Madrid, May 29: A Spanish town council has voted to ban the wearing of the face-covering Islamic veil in public, the first authority in the predominantly Catholic country to do so.
The Catalan council of Lleida approved a law prohibiting the use of full veils such as the Afghan burqa or the niqab, which leave only the eyes visible, according to a release on its website.
The French cabinet approved a bill this month to outlaw the wearing of niqabs and burqas in public, and Belgium’s lower house voted in favour of prohibiting the full veil last month, provoking strong reactions and stoking debate across Europe
Lleida council said its aim was to guarantee the fundamental right of equality between the sexes.

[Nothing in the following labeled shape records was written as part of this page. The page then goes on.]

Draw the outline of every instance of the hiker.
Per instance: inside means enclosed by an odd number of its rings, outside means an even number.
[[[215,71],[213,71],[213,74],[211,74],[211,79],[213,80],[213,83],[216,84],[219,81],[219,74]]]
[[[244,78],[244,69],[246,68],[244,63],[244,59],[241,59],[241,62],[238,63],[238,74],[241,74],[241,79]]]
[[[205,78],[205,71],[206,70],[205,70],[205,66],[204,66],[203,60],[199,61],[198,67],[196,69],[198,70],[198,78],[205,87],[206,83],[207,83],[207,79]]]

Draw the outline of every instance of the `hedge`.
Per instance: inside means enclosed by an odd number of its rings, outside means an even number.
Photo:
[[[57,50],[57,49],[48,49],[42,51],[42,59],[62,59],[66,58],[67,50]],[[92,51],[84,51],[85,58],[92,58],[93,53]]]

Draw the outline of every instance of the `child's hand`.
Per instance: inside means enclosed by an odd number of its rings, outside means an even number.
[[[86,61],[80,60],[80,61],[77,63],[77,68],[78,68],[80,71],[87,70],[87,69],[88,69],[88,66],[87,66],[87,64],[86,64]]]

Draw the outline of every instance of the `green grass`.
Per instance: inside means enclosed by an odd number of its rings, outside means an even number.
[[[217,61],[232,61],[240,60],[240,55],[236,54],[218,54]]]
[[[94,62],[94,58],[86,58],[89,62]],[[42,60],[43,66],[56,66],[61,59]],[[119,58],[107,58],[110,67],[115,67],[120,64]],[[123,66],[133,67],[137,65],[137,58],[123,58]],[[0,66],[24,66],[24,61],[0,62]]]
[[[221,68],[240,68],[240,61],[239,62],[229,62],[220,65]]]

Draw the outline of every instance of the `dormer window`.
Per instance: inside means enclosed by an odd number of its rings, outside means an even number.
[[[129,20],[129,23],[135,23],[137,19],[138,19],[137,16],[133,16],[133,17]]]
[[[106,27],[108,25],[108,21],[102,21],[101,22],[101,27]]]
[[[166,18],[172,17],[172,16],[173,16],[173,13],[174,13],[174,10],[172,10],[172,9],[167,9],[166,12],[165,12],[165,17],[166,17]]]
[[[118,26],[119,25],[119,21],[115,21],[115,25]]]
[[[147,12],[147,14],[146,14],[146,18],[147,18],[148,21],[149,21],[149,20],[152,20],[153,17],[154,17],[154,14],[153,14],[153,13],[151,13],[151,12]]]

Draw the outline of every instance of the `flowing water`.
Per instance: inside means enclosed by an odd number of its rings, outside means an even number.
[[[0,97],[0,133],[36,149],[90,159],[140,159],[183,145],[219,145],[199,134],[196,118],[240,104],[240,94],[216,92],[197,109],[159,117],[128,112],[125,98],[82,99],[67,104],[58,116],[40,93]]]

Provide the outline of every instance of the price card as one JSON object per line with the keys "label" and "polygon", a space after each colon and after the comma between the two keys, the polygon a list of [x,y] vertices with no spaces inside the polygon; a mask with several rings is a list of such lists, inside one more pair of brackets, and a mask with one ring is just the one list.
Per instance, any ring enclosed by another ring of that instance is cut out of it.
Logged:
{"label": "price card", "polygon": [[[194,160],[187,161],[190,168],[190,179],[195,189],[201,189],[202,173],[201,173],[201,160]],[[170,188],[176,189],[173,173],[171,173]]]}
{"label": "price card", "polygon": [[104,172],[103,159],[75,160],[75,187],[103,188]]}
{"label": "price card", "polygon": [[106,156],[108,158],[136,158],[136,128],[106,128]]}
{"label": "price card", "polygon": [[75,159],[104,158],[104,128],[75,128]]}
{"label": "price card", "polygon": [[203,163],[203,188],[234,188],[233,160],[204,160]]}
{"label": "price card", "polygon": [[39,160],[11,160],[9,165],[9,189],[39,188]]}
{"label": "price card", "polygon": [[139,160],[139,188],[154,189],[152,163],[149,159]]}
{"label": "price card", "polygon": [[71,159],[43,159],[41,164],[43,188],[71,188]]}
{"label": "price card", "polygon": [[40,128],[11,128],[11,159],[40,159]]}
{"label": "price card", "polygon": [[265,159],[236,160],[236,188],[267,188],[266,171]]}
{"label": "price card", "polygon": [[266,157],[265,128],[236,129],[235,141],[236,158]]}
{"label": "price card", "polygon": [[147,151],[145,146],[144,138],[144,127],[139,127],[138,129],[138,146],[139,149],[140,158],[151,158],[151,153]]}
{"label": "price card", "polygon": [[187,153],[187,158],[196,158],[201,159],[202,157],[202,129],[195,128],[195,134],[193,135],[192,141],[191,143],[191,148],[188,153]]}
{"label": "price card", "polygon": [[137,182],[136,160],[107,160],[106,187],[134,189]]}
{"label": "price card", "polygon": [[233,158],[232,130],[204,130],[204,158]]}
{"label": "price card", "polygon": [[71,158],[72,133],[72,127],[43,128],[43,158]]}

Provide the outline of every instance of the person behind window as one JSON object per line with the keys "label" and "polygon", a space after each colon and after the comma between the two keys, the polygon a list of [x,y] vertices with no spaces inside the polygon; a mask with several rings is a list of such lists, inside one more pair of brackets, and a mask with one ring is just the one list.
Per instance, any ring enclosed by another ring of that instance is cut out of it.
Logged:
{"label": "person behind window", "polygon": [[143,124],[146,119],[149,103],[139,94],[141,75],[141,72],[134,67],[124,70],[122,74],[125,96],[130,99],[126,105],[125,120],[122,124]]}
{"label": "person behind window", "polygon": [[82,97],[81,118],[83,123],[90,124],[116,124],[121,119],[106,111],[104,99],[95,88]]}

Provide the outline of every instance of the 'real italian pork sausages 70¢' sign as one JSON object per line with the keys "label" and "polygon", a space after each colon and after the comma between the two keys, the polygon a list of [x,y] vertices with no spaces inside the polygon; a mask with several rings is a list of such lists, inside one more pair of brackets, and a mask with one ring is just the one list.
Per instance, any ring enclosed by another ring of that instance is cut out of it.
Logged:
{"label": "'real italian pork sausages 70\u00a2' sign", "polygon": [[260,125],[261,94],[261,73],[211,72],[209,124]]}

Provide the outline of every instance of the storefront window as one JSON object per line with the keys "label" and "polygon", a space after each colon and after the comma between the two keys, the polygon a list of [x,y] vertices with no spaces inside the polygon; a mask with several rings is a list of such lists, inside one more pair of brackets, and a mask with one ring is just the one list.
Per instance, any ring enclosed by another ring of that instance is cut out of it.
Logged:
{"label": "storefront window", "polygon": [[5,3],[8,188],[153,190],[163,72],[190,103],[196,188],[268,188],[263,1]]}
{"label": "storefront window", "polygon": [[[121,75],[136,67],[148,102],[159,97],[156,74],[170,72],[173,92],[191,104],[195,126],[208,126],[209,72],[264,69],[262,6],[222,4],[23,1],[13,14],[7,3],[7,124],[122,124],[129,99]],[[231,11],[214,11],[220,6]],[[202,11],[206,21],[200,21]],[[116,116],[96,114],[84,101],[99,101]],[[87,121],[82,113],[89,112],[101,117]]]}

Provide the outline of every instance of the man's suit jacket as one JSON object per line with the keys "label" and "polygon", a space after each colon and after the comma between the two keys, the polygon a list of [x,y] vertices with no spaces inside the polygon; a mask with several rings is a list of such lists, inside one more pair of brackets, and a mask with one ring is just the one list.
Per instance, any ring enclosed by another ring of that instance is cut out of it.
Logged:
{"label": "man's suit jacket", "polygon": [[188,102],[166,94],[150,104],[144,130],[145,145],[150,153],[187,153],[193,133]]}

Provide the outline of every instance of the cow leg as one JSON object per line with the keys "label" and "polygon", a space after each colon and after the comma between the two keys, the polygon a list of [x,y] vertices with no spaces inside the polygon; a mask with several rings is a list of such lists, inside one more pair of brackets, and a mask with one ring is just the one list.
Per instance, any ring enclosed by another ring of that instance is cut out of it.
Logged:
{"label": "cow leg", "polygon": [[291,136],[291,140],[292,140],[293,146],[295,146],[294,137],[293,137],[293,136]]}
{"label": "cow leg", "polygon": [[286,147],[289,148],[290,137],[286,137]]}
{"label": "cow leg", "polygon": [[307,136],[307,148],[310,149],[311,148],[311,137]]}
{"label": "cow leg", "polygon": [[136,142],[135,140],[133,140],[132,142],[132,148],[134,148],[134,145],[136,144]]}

“This is an issue of rights and freedoms, it’s an issue to do with male-female equality rights. Religious questions were not discussed today, nor even cultural ones,” said local mayor Angel Ros.
The council said it was also urging the central and regional governments to legislate on the issue.
Spain, parts of which were ruled by Islamic Moors from the 8th to the 15th centuries, had around 1.4 million Muslims in 2009 — about 3 percent of the population, according to the Islamic Commission of Spain.
In a recent controversy, a young woman changed schools after refusing to remove her Islamic headscarf when the institute where she was studying enforced its rule banning the wearing of headcoverings.